The hunt for a bee whisperer was on but our phone calls, emails, and sky-writing messages went unanswered. We realize that killing a honey bee is the second greatest sin after kicking a kitten but we were getting desperate. After having someone remove bees from her walls, my friend Sue shared her bee guy's number and we got the answer we were looking for even though it was NOT the answer that we wanted. Apparently, just like my intention to regularly exercise, it is next to IMPOSSIBLE to remove an established hive from the depths of a tree. "Is it an established hive," the bee guy asked me. "Well, they put out a welcome mat, have an engraved door-knocker and host a weekly bible study," I told him, "Is that considered established?" I heard the sigh on the other end of the phone and then, in a lowered voice, the bee whisperer whispered to me. "You may have to take more euphemistic measures," he said softly. I gasped, "You don't mean...?" but the line had gone dead.

So with heavy hearts, we began the sad process of evicting our neighbors. Each morning, Brad would climb the ladder and bend over the humming hive buried in the tree to dump a bucket of warm soapy water over it. A cloud of bees would rise like confetti around my husband. I swear they were sporting shower caps and clutching little loofas. Day after day this would occur, leading up to our Independence Day party set for 7 pm. Nearly thirty people invited. No one showed up...except the bees.

Two hours later, as our (human) guests finally began to trickle in, I quickly served up hot dogs, pasta salad, watermelon, chips and yes, the chocolate raspberry pie...trying to hurry things along to move us out to the open field for the evening's culminating event. But people were content to rest and relax by the fire, not realizing that death loomed overhead. "It's like The Hunger Games out there," Savannah whispered, as the branch swung alarmingly under the weight of the bees. We eventually told our guests about our unconventional party pinata and our friend Than shared that he, too, had a guy. Yeah...whatever.

Except he did. Have a guy. Unfortunately, that meant that Than would call me at 6:45 the following morning to bring his bee guy over. The bee guy climbed a ladder. The bee guy cut the bee-covered branch. The bee guy held the bee-covered branch over a box. The bee guy banged the bee-covered branch over the box. The bees then bounced into the box. "There's about two or three pounds of bees here," remarked the bee guy.

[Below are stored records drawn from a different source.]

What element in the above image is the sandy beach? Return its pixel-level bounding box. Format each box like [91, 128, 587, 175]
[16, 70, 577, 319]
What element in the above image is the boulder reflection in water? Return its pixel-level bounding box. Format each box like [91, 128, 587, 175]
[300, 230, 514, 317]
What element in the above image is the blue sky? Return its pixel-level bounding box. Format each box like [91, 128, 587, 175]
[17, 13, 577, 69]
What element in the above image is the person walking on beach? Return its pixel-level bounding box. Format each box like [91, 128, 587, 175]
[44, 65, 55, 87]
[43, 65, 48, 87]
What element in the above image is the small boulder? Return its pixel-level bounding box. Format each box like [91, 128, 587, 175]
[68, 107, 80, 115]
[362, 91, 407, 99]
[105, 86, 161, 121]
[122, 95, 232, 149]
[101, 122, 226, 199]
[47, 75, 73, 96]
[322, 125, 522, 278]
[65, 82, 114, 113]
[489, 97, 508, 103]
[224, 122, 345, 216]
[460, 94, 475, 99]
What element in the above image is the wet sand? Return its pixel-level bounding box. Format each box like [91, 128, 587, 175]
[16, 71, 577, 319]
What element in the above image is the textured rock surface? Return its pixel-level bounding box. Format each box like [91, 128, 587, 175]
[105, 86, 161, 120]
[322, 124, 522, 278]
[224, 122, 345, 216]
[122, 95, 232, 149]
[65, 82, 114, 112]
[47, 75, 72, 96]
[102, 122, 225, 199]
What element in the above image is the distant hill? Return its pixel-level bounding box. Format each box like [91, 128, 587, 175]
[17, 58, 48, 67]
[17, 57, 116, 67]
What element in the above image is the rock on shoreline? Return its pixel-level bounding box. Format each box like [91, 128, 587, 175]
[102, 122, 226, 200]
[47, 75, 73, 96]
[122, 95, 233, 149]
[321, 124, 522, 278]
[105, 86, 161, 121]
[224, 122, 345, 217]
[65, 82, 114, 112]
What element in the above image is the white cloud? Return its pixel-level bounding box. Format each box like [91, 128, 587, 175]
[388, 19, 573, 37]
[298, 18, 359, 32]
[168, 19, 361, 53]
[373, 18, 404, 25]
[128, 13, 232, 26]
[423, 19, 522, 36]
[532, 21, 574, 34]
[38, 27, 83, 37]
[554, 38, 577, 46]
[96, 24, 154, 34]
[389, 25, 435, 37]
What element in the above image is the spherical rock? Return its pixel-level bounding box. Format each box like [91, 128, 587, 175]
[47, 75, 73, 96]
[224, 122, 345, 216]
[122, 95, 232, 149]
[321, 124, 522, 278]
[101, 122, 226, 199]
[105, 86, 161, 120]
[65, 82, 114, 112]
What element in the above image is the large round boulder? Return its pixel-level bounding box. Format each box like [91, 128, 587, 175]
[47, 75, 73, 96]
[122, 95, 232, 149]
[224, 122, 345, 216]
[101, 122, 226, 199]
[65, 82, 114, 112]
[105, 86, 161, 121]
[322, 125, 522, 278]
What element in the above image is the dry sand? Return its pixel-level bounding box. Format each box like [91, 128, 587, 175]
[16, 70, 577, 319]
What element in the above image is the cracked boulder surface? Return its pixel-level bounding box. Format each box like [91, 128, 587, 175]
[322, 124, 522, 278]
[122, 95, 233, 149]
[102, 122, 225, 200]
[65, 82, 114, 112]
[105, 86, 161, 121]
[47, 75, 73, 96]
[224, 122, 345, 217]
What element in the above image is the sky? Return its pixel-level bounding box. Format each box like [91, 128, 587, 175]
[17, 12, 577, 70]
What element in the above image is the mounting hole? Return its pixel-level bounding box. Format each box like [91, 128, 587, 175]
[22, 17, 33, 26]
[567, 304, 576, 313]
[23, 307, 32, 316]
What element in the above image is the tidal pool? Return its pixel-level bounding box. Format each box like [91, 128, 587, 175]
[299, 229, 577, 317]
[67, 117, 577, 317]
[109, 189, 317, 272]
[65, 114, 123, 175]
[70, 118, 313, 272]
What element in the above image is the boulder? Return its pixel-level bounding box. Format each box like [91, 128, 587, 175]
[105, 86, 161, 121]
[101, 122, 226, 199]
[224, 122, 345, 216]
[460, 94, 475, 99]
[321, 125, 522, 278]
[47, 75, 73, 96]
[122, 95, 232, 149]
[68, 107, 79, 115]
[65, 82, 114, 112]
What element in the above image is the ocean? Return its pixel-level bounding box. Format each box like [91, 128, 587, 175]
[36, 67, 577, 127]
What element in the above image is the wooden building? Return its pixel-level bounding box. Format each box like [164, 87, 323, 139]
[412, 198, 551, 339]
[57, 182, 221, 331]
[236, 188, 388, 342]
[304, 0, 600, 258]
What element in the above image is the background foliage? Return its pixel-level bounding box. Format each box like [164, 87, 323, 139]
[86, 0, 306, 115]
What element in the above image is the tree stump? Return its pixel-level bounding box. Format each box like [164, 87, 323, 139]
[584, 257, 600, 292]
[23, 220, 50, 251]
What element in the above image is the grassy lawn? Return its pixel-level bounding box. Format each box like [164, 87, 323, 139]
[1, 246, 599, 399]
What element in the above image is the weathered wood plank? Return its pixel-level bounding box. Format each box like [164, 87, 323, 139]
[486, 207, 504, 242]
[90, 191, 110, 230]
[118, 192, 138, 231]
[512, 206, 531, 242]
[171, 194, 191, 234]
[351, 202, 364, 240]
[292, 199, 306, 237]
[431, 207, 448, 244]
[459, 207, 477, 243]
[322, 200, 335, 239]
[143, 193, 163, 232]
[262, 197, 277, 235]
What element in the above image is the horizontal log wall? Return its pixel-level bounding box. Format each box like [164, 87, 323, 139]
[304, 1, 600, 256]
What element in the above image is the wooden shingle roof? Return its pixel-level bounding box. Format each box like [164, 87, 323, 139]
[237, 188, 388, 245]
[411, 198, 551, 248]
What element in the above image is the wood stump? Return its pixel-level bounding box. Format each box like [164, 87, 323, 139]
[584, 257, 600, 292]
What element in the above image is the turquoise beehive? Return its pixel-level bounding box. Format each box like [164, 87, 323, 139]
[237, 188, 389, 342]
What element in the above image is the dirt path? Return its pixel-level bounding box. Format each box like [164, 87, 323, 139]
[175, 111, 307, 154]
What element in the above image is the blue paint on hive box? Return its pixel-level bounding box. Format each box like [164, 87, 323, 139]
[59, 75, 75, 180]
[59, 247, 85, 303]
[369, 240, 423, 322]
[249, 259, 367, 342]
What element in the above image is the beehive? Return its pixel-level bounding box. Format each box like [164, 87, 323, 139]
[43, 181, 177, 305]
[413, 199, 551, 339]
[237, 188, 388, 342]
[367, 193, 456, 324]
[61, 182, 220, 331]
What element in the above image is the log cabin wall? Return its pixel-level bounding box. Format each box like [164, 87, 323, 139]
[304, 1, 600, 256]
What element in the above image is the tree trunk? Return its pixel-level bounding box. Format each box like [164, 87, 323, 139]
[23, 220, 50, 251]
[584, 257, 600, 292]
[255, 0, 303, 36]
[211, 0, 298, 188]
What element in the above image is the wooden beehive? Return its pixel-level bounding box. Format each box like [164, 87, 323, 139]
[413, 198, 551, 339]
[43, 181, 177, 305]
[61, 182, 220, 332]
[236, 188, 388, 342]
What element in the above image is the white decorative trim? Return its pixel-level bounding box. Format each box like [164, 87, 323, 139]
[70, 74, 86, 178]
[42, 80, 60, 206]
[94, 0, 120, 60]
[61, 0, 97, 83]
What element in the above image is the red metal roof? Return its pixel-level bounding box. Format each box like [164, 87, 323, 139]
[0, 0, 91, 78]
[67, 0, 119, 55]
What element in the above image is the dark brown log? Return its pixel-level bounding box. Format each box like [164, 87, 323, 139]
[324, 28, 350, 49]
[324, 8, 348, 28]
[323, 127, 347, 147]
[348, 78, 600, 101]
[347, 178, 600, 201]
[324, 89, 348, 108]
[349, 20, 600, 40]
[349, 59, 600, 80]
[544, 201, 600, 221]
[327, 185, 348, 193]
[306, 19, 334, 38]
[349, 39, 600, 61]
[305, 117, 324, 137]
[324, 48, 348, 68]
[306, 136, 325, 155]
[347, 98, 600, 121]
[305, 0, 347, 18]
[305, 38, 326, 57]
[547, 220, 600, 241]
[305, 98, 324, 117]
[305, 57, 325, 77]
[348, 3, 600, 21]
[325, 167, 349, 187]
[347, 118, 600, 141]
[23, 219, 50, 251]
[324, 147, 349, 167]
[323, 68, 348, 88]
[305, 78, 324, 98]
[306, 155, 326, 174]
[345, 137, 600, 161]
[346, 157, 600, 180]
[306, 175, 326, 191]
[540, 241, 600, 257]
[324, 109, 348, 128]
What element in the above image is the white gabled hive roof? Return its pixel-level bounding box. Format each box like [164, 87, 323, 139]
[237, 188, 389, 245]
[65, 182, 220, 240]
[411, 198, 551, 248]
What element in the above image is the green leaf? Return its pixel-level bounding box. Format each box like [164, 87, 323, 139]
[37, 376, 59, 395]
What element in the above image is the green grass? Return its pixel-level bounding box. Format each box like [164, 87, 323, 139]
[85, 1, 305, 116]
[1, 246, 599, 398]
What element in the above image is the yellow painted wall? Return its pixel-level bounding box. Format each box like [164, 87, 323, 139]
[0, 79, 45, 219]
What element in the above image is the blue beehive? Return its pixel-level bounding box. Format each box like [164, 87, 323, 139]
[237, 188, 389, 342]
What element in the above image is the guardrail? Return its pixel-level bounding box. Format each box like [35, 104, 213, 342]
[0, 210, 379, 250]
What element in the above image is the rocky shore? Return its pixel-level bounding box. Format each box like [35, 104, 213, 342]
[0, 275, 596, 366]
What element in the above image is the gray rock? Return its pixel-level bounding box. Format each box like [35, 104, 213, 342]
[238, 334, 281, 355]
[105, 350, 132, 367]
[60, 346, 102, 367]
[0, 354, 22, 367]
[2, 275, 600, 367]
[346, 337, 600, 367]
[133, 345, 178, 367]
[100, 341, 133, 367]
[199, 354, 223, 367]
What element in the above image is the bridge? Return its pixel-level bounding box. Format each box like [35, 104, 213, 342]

How much does a bee weigh," whispered Sydney. "One tenth of a gram," I whispered back, because I know stuff like that without having to Google it. Google is making us stupid. "How many grams are in a pound," she wondered. "454," I answered. I shook my head. What are the schools teaching kids these days? "These sure are clean bees," we'll pretend my bee guy said.

According to my calculations (and NOT a Google search), three pounds yields approximately 3500 bees. Holy honey bee, Batman! How many bees must STILL be in my tree?

In case you were wondering about last week's bee bible study topic, it was from Psalm 118:

They surrounded Brad Mosiman like bees; They were extinguished with soapy water as a fire of thorns; In the name of the LORD I will surely cut them off.
I hope this isn't a prophetic warning about my tree. Sigh. Something's got to go.